How to use gradient clipping pytorch

PytorchHow-ToBeginner · 3 min read

How to Use Gradient Clipping in PyTorch for Stable Training

In PyTorch, use torch.nn.utils.clip_grad_norm_ or torch.nn.utils.clip_grad_value_ to clip gradients before the optimizer step. This limits gradient size, preventing exploding gradients and improving training stability.

📐

Syntax

Gradient clipping in PyTorch is done using utility functions that modify gradients in-place before updating model weights.

torch.nn.utils.clip_grad_norm_(parameters, max_norm): Clips gradients so their norm does not exceed max_norm.
torch.nn.utils.clip_grad_value_(parameters, clip_value): Clips gradients so their absolute values do not exceed clip_value.

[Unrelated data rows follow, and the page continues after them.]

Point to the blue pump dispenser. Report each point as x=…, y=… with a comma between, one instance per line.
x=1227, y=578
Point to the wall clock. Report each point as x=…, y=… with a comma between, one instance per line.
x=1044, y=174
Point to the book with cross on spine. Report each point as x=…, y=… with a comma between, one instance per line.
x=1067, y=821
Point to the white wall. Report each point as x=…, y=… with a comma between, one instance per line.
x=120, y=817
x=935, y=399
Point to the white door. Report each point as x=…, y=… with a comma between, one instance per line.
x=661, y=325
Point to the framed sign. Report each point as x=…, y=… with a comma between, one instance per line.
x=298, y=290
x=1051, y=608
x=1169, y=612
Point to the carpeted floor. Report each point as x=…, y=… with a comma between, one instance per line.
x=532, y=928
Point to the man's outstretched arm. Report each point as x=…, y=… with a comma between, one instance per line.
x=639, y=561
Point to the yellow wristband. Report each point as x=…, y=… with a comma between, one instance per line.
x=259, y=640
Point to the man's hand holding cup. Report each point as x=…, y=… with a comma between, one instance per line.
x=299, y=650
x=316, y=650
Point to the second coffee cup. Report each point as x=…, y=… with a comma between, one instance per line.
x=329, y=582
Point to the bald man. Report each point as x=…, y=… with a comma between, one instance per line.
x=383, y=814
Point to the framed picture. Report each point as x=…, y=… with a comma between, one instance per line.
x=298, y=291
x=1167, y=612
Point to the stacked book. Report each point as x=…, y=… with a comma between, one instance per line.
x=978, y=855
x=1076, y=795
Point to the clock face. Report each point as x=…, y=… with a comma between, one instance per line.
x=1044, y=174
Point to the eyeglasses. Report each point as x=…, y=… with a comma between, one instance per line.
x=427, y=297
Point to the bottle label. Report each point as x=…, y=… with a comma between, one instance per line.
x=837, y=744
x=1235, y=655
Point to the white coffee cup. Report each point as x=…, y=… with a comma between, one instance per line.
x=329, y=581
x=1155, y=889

parameters is usually model.parameters().

python

torch.nn.utils.clip_grad_norm_(parameters, max_norm, norm_type=2.0)
torch.nn.utils.clip_grad_value_(parameters, clip_value)

💻

Example

This example shows how to clip gradients by norm during training a simple neural network on random data. It clips gradients to a maximum norm of 1.0 before the optimizer step.

python

import torch
import torch.nn as nn
import torch.optim as optim

# Simple model
model = nn.Linear(10, 1)
optimizer = optim.SGD(model.parameters(), lr=0.1)

# Dummy input and target
inputs = torch.randn(5, 10)
targets = torch.randn(5, 1)

criterion = nn.MSELoss()

# Forward pass
outputs = model(inputs)
loss = criterion(outputs, targets)

# Backward pass
loss.backward()

# Clip gradients by norm
torch.nn.utils.clip_grad_norm_(model.parameters(), max_norm=1.0)

# Optimizer step
optimizer.step()

# Print clipped gradients
for name, param in model.named_parameters():
    if param.grad is not None:
        print(f"{name} grad norm: {param.grad.norm().item():.4f}")

Output

weight grad norm: 0.9999 bias grad norm: 0.9999

⚠️

Common Pitfalls

Not clipping gradients before optimizer.step() causes no effect.
Clipping after zeroing gradients (optimizer.zero_grad()) will clip zero gradients.
Using too small max_norm can slow training by shrinking gradients excessively.
For RNNs, clipping by norm is usually better than clipping by value.

python

import torch
import torch.nn as nn
import torch.optim as optim

model = nn.Linear(10, 1)
optimizer = optim.SGD(model.parameters(), lr=0.1)
inputs = torch.randn(5, 10)
targets = torch.randn(5, 1)
criterion = nn.MSELoss()

outputs = model(inputs)
loss = criterion(outputs, targets)
loss.backward()

# WRONG: Clipping after zero_grad (no effect)
optimizer.zero_grad()
torch.nn.utils.clip_grad_norm_(model.parameters(), max_norm=1.0)
optimizer.step()

# RIGHT: Clip before optimizer step and after backward
loss.backward()
torch.nn.utils.clip_grad_norm_(model.parameters(), max_norm=1.0)
optimizer.step()

📊

Quick Reference

Gradient Clipping Cheat Sheet:

Function	Purpose	Typical Use
`clip_grad_norm_`	Clip gradients by norm	clip_grad_norm_(model.parameters(), max_norm=1.0)
`clip_grad_value_`	Clip gradients by value	clip_grad_value_(model.parameters(), clip_value=0.5)
Call order	After `loss.backward()`, before `optimizer.step()`	loss.backward(); clip_grad_norm_(...); optimizer.step()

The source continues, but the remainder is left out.